Apropos beatlastige Musik: Unterlegt wird das hübsche Farbspektrum von einer beatlastigen, gleichzeitig aber auch sehr, sehr schönen Musik. Das japanische Musikprojekt "Genki Rockets", welches man bereits bei dem Action-Adventure No More Heroes für die Nintendo Wii hören konnte, gab ein paar seiner Songs zum Remix frei und die unbeschwerte, leichte Musik wirkt bei diesem Spiel genau richtig. Dies ist durchaus auch als Anspieltipp für Genki Rockets gemeint, weil das sauber produzierte und leicht eingängige Popmusik ist. Kein Witz: Heavenly Star hab ich noch heute auf meinem MP3-Player und bekomme ein leichtes Funkeln im Auge, wenn es läuft.
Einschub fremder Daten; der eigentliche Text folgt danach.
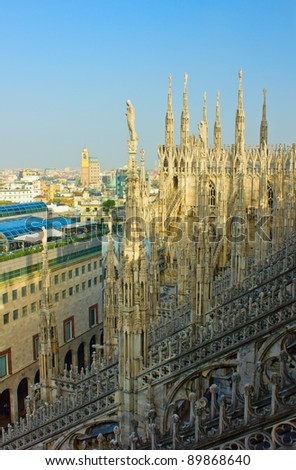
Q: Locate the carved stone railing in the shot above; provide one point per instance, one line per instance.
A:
(80, 398)
(241, 422)
(248, 317)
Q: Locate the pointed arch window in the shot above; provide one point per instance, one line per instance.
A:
(270, 199)
(212, 194)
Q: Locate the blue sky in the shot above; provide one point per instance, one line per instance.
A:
(68, 66)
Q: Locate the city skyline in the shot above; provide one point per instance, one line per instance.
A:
(70, 67)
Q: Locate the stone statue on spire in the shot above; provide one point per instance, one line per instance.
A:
(130, 114)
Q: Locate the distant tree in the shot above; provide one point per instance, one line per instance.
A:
(108, 205)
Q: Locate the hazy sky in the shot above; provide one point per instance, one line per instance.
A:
(68, 66)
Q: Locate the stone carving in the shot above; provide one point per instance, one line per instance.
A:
(131, 115)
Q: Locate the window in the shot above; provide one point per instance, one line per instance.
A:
(68, 329)
(93, 315)
(35, 347)
(5, 363)
(33, 307)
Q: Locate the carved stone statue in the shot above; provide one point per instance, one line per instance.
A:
(130, 114)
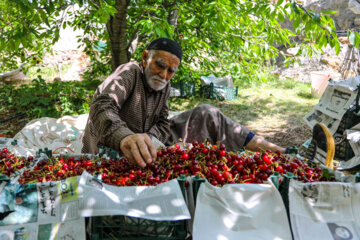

Was unterscheidet nun Child of Eden von all den anderen Spielen, bei denen man im Takt Dinge zerstören muss? Es ist, wie eingangs erwähnt, die Steuerung. Der Spieler selbst ist das Fadenkreuz. Da es bei Kinect keinen Controller mehr gibt, ist man dazu angehalten, selbst die Waffe zu sein. Die Kamera erkennt die einzelnen Bewegungen der Arme und feuert somit die Geschosse auf die Gegner ab. Dies geschieht auf zwei Art und Weisen: Der linke Arm schießt die kleinen Geschosse ab und der rechte die großen Bomben, allerdings niemals beides gleichzeitig, oder man schießt beide Waffen mit einem Arm ab und wechselt sie mit einem gekonnten und hörbaren Klatschen, z.B. auf den Oberschenkel. Ja, man kann auch mit blauen Flecken aus diesem Spiel hinaus gehen. Für mich war die zweite Variante ein wenig besser spielbar, da sich die Kamera sonst erst wieder auf den anderen Arm einstellen musste und dies in brenzligen Situationen, wenn zu viele Gegner um einen herum sind, schon einmal den Bildschirmtod bedeuten konnte.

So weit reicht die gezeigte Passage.